We need health coverage that leaves no child behind
Thursday, October 23, 2008 12:30 AM PDT
Oct. 23 Daily News editorial
An Oregon Health & Science University study published in Wednesday’s Journal of the American Medical Association highlights an unexpected gap in health-care coverage. Working with federal health survey statistics, OHSU researchers found that some 2.4 million American children go uninsured in families with one or both parents covered by health insurance.
“These are working families,” Dr. Jennifer DeVoe, lead researcher for the study, told The Oregonian. “The vast majority — nearly 90 percent — have private coverage. They have access to health care; they just can’t afford to cover the kids.”
Blame the soaring cost of medical care, the same factor that’s pushed millions of American families into the ranks of the uninsured. High health-care costs have driven insurance premiums up to point where increasing numbers of small employers are having to choose between doing away with family health benefits or asking their employees to shoulder a larger share of the cost.

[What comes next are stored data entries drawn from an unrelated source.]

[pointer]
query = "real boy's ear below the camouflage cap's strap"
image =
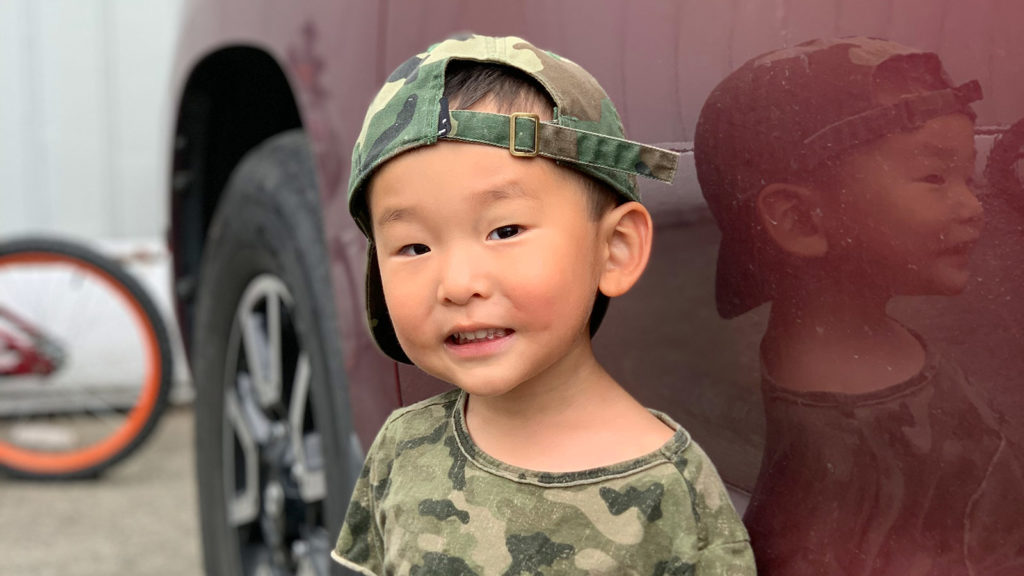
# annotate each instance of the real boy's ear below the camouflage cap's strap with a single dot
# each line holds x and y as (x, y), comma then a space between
(627, 232)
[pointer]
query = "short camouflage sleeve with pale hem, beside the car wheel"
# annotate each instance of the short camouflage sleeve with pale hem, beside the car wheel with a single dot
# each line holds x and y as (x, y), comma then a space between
(361, 546)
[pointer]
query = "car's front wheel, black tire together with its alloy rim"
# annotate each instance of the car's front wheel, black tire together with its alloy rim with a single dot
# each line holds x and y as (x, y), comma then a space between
(262, 504)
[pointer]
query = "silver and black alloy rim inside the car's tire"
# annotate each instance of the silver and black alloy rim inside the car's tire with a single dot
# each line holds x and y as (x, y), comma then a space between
(275, 481)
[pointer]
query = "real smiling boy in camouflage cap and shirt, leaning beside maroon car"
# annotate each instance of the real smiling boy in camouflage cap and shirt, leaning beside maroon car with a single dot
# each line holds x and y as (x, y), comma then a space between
(498, 194)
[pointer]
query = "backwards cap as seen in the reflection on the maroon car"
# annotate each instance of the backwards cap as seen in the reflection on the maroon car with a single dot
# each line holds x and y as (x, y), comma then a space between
(785, 113)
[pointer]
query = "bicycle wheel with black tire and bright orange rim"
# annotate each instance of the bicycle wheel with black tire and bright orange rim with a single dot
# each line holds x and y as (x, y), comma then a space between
(84, 361)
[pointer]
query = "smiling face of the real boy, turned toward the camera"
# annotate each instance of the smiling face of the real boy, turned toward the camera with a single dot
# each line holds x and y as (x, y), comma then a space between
(490, 265)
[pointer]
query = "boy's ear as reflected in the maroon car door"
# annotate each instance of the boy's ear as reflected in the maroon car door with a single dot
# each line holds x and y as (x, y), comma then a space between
(794, 220)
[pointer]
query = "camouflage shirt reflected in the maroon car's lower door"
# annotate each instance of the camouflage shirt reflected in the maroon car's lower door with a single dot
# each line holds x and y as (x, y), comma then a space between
(913, 480)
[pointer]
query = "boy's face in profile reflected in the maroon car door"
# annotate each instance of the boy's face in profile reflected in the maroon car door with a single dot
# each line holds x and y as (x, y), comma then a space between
(908, 217)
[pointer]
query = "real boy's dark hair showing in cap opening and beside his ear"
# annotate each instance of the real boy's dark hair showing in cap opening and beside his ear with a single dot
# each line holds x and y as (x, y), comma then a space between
(467, 83)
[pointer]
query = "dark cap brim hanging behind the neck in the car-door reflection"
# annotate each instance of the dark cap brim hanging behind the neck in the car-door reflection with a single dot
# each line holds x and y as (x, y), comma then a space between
(739, 286)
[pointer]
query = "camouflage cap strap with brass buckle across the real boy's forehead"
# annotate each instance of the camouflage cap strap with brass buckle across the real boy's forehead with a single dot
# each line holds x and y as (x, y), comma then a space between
(525, 135)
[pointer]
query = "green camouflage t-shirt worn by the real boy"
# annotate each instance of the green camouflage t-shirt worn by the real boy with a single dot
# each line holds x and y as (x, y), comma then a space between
(431, 503)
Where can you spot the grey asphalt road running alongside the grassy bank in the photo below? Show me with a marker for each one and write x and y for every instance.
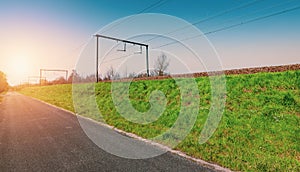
(37, 137)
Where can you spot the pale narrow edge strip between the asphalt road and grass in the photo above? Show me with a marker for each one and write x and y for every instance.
(134, 136)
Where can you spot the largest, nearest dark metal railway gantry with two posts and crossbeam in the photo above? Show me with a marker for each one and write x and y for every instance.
(124, 41)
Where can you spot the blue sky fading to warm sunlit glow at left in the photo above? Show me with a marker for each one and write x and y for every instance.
(40, 34)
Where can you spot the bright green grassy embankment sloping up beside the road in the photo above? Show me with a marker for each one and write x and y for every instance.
(259, 130)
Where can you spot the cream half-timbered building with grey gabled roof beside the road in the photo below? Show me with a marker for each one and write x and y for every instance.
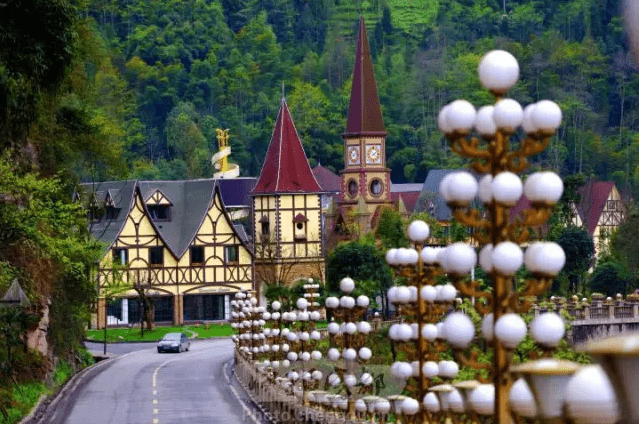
(173, 239)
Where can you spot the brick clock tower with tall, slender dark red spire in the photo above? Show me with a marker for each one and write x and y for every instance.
(365, 178)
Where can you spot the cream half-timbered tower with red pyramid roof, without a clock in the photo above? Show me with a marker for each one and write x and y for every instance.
(287, 211)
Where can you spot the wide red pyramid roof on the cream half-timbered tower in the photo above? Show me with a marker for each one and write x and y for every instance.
(286, 168)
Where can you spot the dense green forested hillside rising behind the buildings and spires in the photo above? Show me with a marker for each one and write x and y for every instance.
(177, 70)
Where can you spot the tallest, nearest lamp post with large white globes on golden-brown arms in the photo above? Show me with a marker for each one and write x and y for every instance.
(492, 155)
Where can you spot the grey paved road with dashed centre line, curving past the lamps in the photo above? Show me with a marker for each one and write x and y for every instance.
(143, 386)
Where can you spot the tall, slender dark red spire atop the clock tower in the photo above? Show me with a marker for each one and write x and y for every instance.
(364, 112)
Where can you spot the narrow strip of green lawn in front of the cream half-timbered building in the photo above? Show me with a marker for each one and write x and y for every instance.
(134, 334)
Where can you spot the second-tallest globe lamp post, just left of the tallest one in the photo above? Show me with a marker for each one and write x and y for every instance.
(421, 335)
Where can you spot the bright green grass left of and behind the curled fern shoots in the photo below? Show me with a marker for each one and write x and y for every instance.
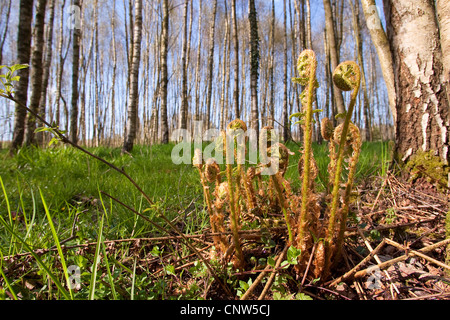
(51, 198)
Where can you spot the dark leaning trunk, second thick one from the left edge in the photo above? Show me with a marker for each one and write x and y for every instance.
(46, 75)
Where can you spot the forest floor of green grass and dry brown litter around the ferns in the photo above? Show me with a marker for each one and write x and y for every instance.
(396, 228)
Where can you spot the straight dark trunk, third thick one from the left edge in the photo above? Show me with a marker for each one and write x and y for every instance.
(75, 70)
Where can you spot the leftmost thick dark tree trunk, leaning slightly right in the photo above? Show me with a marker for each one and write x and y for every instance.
(23, 57)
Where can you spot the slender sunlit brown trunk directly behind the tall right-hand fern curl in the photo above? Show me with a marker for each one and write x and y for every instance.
(334, 55)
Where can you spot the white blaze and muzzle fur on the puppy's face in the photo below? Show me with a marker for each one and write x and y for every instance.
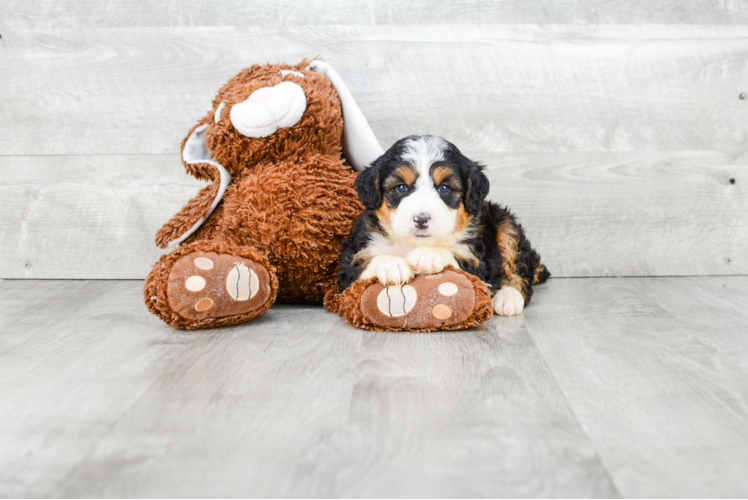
(422, 153)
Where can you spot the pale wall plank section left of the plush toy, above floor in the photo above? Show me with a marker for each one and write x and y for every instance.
(87, 216)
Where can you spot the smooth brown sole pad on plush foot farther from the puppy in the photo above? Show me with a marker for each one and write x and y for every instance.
(211, 285)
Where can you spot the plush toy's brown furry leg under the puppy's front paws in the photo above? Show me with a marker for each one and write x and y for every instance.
(450, 300)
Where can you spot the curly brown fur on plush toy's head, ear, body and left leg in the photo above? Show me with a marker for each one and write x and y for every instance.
(290, 203)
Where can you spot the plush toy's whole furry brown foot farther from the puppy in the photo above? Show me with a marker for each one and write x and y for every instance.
(207, 284)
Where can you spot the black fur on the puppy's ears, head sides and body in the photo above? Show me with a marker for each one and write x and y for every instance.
(488, 218)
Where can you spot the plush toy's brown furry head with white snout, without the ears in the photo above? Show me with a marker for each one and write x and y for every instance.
(273, 112)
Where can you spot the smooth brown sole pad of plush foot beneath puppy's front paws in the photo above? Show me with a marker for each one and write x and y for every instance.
(433, 301)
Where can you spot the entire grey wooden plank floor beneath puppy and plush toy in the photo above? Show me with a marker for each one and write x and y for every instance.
(629, 387)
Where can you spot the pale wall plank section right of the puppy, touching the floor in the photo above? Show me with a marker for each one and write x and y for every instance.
(628, 214)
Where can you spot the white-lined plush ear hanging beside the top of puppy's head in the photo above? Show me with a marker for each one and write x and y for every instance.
(360, 145)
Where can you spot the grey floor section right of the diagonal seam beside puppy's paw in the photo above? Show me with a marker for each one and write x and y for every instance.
(655, 371)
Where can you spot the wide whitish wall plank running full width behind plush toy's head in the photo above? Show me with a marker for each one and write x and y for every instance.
(485, 87)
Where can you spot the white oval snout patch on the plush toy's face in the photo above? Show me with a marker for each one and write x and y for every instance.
(269, 109)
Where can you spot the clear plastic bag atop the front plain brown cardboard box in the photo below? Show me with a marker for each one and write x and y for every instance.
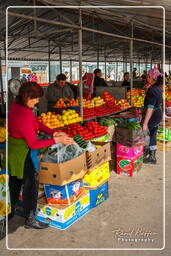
(59, 153)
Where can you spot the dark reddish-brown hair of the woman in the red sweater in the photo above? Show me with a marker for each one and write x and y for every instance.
(29, 90)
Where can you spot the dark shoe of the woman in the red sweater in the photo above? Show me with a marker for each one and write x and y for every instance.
(31, 222)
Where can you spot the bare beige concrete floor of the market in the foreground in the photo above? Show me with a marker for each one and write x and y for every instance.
(133, 203)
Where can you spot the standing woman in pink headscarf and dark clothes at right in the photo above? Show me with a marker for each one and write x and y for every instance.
(152, 112)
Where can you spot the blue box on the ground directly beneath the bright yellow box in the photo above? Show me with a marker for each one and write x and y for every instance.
(98, 195)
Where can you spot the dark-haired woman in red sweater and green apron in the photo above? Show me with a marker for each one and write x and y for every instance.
(23, 143)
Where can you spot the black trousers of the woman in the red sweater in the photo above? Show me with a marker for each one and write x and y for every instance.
(30, 187)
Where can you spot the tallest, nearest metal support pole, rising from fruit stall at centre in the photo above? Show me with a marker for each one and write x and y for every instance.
(80, 63)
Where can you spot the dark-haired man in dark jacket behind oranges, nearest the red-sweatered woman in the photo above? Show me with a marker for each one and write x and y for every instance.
(59, 89)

For the working families identified in this study, the choice has come down to leaving the children uninsured and hoping for the best. These are families with incomes too high to qualify for government help but too low to afford full family coverage. They have no safety net, and their numbers almost certainly can be expected to increase with the current economic downturn and unchecked health-care costs. This is just one more disturbing trend in a health-care system badly in need of a comprehensive fix.
Clearly, the next administration and Congress will come under considerable political pressure to provide that fix. They’ll have a number of plans to choose from, including a couple being touted by presidential hopefuls Barack Obama and John McCain. But the most promising plan, in our view, is one being pushed in the Senate by Oregon’s Ron Wyden and in the House by Washington’s Brian Baird. It would allow workers, rather than employers, to shop for their job-related insurance coverage. Empowering consumers could be expected to increase competition among both insurers and health-care providers. More competition and larger groups of people insured would likely lead to lower insurance costs.
The beauty of this plan is that it would lead to near universal coverage without a big investment of tax dollars. The nonpartisan Congressional Budget Office and Joint Committee on Taxation evaluated the plan last spring and concluded that it would become revenue neutral two years after it became fully operational and eventually generate budget surpluses. An earlier review of the plan by a Virginia-based health-care consulting firm, The Lewin Group, found that the plan could reduce the current health-care costs of private employers by nearly three-quarters and save about $1.4 trillion in national health-care spending over the next decade.
This health-care legislation has been on the table for at least two years now. It’s time the plan received the serious consideration it deserves.